Reserve and preserve only hard registers that survive final post-rewrite
cleanup, and consider caller-saved registers for values that are not live
across calls. This would make small leaf functions much closer to expected
diff --git a/src/api/cg.c b/src/api/cg.c
@@ -3080,11 +3080,12 @@ CfreeCgLocal cfree_cg_local(CfreeCg *g, CfreeCgTypeId type,
CfreeCgLocal cfree_cg_param(CfreeCg *g, uint32_t index, CfreeCgTypeId type,
CfreeCgLocalAttrs attrs) {
CfreeCgTypeId ty;
- FrameSlot slot;
CGParamDesc pd;
- FrameSlotDesc fsd;
ApiSourceLocal *rec;
CfreeCgLocal handle;
+ CGLocalStorage storage;
+ u32 size;
+ u32 align;
if (!g)
return CFREE_CG_LOCAL_NONE;
ty = resolve_type(g->c, type);
@@ -3096,27 +3097,28 @@ CfreeCgLocal cfree_cg_param(CfreeCg *g, uint32_t index, CfreeCgTypeId type,
if (handle == CFREE_CG_LOCAL_NONE || !api_grow_locals(g, g->nlocals + 1u))

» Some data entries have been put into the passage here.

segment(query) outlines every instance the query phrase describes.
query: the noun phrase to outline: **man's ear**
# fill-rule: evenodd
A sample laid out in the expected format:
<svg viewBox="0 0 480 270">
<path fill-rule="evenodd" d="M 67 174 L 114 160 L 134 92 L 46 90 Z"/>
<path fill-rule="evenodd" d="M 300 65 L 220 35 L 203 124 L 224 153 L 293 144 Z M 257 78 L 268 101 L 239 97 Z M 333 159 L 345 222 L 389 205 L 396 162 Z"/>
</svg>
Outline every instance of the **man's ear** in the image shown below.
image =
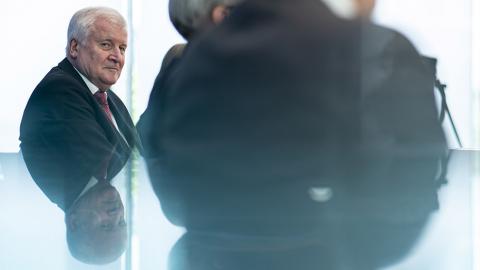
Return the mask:
<svg viewBox="0 0 480 270">
<path fill-rule="evenodd" d="M 219 24 L 228 16 L 229 9 L 225 5 L 218 5 L 212 9 L 212 22 L 214 24 Z"/>
<path fill-rule="evenodd" d="M 76 39 L 72 39 L 70 41 L 70 46 L 68 47 L 68 54 L 73 59 L 77 58 L 77 56 L 78 56 L 78 41 Z"/>
</svg>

return CFREE_CG_LOCAL_NONE;
- memset(&fsd, 0, sizeof fsd);
- fsd.type = ty;
- fsd.name = (Sym)attrs.name;
- fsd.loc = g->cur_loc;
- fsd.size = abi_cg_sizeof(g->c->abi, type);
- fsd.align = attrs.align ? attrs.align : abi_cg_alignof(g->c->abi, type);
- fsd.kind = FS_PARAM;
- if (api_source_flags_addr_taken(attrs.flags))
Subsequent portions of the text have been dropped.